Figure 8. Electron microscopy of Interstitial cells of Cajal (ICC).

en/en (A and B) control and En/En (C and D) pathological animals. A) ascending colon: an intramuscular ICC close to a nerve bundle (NB) and smooth muscle cells (SMC). Arrows indicate cell-to-cell contacts between ICC and SMC. x12,500. B) ascending colon: ICC at the submucosal border of the circular muscle layer showing in the cytoplasm several cisternae of the smooth endoplasmic reticulum and filaments, and caveolae along the plasma membrane; on the upper side, a nerve bundle and, on the lower side, the smooth muscle cells (SMC). x12,500. C) ascending colon: an intramuscular ICC with swollen mitochondria and extremely dilated cisternae of rough endoplasmic reticulum; on the upper side, a blood capillary (BC); on the right side, a nerve bundle (NB). The arrowhead indicates a nerve ending near the ICC. x15.000. D) descending colon: several intramuscular ICC with large intracytoplasmatic vacuoles; the arrows indicate cell-to-cell contacts between ICC and SMC. x7,500.

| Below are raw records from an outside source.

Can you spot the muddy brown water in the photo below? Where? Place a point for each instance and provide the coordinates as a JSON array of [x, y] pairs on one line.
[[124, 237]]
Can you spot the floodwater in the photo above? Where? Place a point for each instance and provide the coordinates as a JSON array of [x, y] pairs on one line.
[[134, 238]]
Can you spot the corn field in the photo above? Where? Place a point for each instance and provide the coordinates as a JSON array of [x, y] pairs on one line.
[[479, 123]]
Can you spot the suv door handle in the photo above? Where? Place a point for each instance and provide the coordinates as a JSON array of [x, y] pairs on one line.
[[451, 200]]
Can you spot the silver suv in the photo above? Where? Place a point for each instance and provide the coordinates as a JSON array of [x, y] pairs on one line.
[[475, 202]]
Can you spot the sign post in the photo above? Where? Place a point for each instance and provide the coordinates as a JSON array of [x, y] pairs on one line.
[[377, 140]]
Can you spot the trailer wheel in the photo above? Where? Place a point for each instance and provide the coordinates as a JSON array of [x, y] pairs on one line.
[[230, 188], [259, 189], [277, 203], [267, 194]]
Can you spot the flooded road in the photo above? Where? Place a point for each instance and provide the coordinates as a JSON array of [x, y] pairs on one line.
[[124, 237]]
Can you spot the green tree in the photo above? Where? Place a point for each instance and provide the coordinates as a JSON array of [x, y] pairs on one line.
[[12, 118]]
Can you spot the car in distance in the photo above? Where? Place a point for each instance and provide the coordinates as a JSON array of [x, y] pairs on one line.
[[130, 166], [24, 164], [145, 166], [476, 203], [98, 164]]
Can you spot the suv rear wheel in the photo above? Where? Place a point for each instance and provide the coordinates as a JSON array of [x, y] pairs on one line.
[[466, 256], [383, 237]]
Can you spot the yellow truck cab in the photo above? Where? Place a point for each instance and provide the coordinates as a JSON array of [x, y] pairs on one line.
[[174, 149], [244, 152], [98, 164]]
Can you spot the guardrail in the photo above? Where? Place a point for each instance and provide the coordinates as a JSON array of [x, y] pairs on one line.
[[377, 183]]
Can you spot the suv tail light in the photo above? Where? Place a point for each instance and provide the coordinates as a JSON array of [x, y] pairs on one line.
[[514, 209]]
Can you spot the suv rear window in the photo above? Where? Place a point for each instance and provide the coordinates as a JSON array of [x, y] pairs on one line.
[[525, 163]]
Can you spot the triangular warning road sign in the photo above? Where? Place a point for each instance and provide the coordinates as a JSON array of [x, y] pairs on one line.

Figure 9. Electron microscopy of myenteric neurons.

en/en control (A) and En/En (B and C) pathological animals. A) descending colon: the neuron has an extended Golgi apparatus (G), thin RER cisternae, free ribosomes, and small oval shaped mitochondria. x10,000. B) descending colon: detail of the cytoplasm of a neuron with dilated RER cisternae and swollen mitochondria; G: Golgi apparatus. x15,000. C) ascending colon: a myenteric ganglion with three cells identifiable as neuroblasts (Nbl). These cells are small and have a scarce cytoplasm mainly containing free ribosomes. Glia: glial cells. x10,000. Intragangliar nerve endings (NE): pathological animals. D) descending and E) ascending colon. Most of the NE has an anomalous content: few or abnormally featured synaptic vesicles, lamellar bodies, lysosomes. D) x15,000; E) x20,000.